Gleich mehrere Panels des Medientreffpunkt Mitteldeutschland beschäftigten sich mit der Digitalisierung des Radios. Wie aktuell das Thema ist, zeigte sich an teilweise emotional geführten Debatten. Dabei ergaben sich ganz unterschiedliche Einschätzungen und Prognosen für Digital Radio.
Lutz Kuckuck, Geschäftsführer Radiozentrale GmbH, wies auf die Digitalisierung als ein Problem der privaten Hörfunkanbieter hin. Der Investitionsbedarf sei hoch. Im Krisenjahr 2009 stehe dem ein schrumpfender Werbemarkt entgegen. Auch wenn das Radio im Gegensatz zu TV und Print im Januar davon noch nicht betroffen gewesen sei, werde im Laufe des Jahres ein Rückgang auf bis zu 50 Prozent des bisherigen Aufkommens befürchtet.
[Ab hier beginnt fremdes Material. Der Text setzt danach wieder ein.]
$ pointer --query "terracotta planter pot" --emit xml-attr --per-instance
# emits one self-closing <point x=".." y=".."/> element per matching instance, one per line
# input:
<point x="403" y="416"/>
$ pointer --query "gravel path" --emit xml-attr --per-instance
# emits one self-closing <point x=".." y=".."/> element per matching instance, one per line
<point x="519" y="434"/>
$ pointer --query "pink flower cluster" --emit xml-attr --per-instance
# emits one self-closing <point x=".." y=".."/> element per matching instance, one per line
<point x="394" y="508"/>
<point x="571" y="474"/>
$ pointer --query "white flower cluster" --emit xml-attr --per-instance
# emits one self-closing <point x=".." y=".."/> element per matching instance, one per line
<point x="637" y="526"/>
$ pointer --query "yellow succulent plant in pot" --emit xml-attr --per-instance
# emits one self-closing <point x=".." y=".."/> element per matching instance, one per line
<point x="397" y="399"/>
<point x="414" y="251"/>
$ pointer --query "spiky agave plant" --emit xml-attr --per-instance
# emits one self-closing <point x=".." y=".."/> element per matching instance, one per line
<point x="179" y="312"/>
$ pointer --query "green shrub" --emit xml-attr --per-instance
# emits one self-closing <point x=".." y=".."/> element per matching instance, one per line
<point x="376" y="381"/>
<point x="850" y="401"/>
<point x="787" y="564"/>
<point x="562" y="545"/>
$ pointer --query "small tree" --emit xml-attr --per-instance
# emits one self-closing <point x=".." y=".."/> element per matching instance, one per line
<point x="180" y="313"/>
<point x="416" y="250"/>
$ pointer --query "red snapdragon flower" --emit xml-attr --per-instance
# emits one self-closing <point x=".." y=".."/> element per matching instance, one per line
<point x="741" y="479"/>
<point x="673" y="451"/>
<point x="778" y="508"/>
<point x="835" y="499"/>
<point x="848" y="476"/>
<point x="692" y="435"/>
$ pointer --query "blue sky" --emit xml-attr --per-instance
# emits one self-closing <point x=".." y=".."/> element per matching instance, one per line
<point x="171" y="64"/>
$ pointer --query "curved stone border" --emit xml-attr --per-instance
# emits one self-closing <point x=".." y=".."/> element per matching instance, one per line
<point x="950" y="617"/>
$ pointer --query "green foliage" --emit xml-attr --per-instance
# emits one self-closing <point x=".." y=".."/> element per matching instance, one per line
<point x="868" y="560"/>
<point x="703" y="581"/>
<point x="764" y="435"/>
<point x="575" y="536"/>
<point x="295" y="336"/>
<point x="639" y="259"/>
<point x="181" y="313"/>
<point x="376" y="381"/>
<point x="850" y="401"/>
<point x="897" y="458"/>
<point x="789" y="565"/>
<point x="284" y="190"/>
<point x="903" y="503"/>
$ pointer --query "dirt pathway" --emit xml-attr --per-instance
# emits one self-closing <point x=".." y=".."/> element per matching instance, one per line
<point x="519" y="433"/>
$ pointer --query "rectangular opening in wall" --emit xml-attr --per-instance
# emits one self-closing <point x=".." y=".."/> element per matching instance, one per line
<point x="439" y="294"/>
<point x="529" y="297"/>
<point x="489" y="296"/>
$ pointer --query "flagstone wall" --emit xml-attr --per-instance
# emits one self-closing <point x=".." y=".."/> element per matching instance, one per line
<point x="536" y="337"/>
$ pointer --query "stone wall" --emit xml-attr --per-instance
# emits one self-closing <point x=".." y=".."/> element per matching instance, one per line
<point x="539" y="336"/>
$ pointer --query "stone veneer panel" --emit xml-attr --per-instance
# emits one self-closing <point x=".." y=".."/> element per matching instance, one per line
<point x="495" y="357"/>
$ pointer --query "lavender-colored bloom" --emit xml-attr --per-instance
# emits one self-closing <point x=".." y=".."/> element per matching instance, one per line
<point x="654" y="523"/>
Die Infrastruktur für das neue digitale terrestrische Radio sollte vom Staat aufgebaut werden. Dafür plädierte der Sprecher der Geschäftsführung der Regiocast GmbH & Co. KG, Erwin Linnenbach. „Im Zuge der Konjunkturpakete nimmt der Staat so viel Geld für Infrastruktur in die Hand, warum nicht auch für das digitale Netz?“, fragte er. Später könne das Netz dann privatisiert werden, wie es die anderen Übertragungswege wie zum Beispiel UKW bereits sind.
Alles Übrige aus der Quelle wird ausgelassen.